The route was specifically designed to connect the coastal portion of Stonehaven to a crossing of the River Dee at the southern edge of Aberdeen. Stonehaven was most noted in the Middle Ages for the fortress of Dunnotar Castle, which controlled military land and sea movements from its rugged promontory jutting into the North Sea.

Proceeding north from Cowie Castle, the Causey Mounth crosses the Burn of Muchalls at the Bridge of Muchalls and then continues northward past Muchalls Castle. The track way passes the ruins of the Episcopal Chapels, dating to 1624 situated on lands of the Muchalls Castle Estate, and from there it continues northerly beside the present day Saint Ternan's Church, which succeeded the ruined chapels.

From there the alignment crosses the Pheppie Burn in an agricultural area and further crosses a bridge over the Elsick Burn at Gillybrands generally southeast of Elsick House. After crossing Portlethen Moss the route passes west of a massive megalithic standing stone, and from there onwards towards the River Dee.

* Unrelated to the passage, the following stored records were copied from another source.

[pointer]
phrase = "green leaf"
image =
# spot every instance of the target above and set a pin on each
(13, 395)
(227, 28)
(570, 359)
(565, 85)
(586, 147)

There are surviving and usable sections of this road still in use today; however, many parts of this ancient route are no more than footpaths, and in some cases the road has vanished into agricultural fields. Much of the Causey Mounth was originally created as an elevated rock causeway to span many of the boggy areas such as Portlethen Moss.

An interesting footnote: The Causey Mounth road was traversed by William Keith, 7th Earl Marischal and the Marquess of Montrose when they commanded a Covenanter army of 9000 men, in the first battle of the Civil War - the Bishopís War, at the Bridge of Dee in 1639.